Key features of the NW1000 Series chipset platform include:

  • IEEE 802.16e standard-based;
    Supports PCI and SPI host interfaces;
  • Optimized RF-baseband interface for reduced BOM cost, ease of design, and optimized performance;
  • Highly-integrated direct conversion RFIC architecture;
  • Supports highly scalable channel bandwidths from 1.75 MHz to 20 MHz;
  • Supports major worldwide WiMAX spectrum allocations of 2.3 GHz (including the WCS band in the U.S.), 2.5 GHz (including the EBS/BRS band in the U.S.), and 3.4 – 3.8 GHz;
  • Integrated MIMO support and optimized for mobile broadband

NextWave sells WiMAX chipsets through its NextWave Broadband subsidiary. NextWave should not be confused with NextNet, which was Clearwire’s contractor of pre-WiMAX gear, now owned by Motorola.

NextWave recently acquired IPWireless, a privately-held company headquartered in San Bruno, California, and the leading supplier of TD-CDMA based mobile broadband network equipment and subscriber terminals. Unlike the 802.16e (Mobile WiMAX) standard which uses OFDMA, IPWireless uses the CDMA standard (see DailyWireless: Nextwave Buys IP-Wireless).
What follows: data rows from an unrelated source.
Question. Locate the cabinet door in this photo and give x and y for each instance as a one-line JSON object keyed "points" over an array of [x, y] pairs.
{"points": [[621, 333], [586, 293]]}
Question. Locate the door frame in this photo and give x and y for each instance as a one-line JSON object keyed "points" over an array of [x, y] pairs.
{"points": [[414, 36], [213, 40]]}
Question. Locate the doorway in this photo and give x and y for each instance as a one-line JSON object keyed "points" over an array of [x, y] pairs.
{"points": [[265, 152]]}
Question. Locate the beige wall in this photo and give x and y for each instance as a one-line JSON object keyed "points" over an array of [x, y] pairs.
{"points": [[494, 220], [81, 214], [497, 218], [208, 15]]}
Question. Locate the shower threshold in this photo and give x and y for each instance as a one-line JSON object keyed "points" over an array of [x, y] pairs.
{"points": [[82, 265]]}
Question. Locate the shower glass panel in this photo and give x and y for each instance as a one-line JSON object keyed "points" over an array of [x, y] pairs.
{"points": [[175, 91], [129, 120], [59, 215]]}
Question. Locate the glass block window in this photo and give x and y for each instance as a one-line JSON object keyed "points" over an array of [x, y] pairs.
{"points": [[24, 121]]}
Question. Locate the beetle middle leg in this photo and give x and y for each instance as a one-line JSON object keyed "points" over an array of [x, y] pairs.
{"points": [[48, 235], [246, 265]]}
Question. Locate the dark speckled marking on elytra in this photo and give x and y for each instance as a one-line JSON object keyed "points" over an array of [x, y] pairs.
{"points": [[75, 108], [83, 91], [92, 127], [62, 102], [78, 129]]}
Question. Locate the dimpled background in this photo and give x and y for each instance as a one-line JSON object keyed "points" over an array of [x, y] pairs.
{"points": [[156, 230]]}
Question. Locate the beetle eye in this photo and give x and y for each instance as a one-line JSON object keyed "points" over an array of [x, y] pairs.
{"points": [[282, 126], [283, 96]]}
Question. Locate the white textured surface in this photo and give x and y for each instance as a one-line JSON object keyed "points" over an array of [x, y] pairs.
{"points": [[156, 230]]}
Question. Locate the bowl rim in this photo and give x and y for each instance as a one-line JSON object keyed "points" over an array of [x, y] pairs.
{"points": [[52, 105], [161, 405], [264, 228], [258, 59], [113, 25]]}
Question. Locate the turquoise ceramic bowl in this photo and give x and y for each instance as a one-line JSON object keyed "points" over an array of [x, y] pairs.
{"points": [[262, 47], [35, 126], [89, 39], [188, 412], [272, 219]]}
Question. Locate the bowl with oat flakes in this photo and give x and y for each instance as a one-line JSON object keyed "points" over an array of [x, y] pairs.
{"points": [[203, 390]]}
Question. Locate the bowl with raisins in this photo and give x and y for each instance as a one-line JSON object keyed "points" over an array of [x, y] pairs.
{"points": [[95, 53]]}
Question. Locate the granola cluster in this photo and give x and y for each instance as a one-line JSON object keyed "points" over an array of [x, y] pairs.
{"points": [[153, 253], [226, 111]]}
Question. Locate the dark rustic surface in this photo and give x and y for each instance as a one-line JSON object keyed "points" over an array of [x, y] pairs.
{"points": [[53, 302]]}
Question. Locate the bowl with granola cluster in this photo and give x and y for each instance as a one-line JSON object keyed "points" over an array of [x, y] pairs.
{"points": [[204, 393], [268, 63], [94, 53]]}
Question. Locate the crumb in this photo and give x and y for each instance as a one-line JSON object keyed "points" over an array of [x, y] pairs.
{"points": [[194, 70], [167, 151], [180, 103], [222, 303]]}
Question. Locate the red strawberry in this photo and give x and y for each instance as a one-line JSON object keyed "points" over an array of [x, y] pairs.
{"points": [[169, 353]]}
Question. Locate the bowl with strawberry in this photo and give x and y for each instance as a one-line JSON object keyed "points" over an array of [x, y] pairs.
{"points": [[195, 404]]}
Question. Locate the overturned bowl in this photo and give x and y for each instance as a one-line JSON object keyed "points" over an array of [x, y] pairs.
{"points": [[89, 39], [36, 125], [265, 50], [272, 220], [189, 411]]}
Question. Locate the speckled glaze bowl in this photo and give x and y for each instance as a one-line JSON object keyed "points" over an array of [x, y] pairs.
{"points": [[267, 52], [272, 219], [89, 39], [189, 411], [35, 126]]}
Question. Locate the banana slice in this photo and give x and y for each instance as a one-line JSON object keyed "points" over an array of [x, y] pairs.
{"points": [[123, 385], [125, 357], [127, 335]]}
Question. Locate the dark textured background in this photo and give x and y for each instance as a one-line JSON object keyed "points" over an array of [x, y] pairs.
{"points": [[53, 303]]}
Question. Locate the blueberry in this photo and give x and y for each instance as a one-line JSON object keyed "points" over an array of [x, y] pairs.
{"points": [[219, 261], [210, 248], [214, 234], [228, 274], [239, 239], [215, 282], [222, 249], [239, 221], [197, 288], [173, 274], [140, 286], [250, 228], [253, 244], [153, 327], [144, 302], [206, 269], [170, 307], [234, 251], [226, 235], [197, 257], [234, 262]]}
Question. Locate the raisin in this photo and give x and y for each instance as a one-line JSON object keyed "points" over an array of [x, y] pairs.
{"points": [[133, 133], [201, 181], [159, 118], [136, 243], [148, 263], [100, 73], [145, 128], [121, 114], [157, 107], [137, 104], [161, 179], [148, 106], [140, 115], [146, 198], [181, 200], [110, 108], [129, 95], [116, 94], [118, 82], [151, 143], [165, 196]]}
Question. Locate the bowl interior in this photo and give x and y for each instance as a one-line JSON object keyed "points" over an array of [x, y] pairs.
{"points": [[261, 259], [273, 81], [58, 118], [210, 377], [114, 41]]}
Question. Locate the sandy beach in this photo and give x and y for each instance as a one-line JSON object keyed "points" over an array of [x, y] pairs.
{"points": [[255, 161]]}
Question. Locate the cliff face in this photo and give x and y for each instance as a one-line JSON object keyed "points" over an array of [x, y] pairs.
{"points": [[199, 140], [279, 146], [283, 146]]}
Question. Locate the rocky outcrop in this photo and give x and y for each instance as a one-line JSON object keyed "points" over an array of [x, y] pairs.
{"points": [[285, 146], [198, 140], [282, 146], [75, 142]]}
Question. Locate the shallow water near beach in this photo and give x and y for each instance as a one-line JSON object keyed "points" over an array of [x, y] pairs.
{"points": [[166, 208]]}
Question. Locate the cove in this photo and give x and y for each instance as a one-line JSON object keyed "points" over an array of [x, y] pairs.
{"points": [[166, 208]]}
New York City recently chose IPWireless technology for their city-wide safety network. Each cell site provides in-building coverage up to 3 to 5 miles from the cell site in an urban setting. It operates in a single channel of 5 or 10MHz of spectrum and supports voice over IP with full QOS based on SIP.

Flush with cash from their court victory with the FCC over their PCS cellular bid years ago, the company has also gotten into the deployment of Wi-Fi networks through the $13.3 million acquisition of Go Networks and is involved in the delivery of mobile video to cellphones through the acquisition of PacketVideo. NextWave has also acquired nationwide AWS licenses in the U.S. and abroad.

Nextwave won $115 million of spectrum in the FCC’s AWS auction last year. They now own spectrum covering 247 million Americans in most of the country’s major markets, along with the 2.3 GHz WCS band and 2.5 GHz BRS/EBS spectrum. The AWS licenses (in the 1.7/2.1 GHz bands), cover 63 million people.

New York City’s Huge Safety Net utilizes IP-Wireless with Northrup Grumman the main contractor.

The feds make a big deal about interoperability — but they don’t walk the talk. Washingon DC’s incompatible 700 Mhz safety nets include one using EVDO (Lucent’s safety network) and one using incompatible Flarion technology (WARN) using ten, 700 MHz towers for citywide coverage..

New York City has their $500M, city-wide network (at 2.5 GHz using IP Wireless), while New York State has a $2B public safety network using 700 Mhz, Project 25 radios.

None of these networks are interoperable.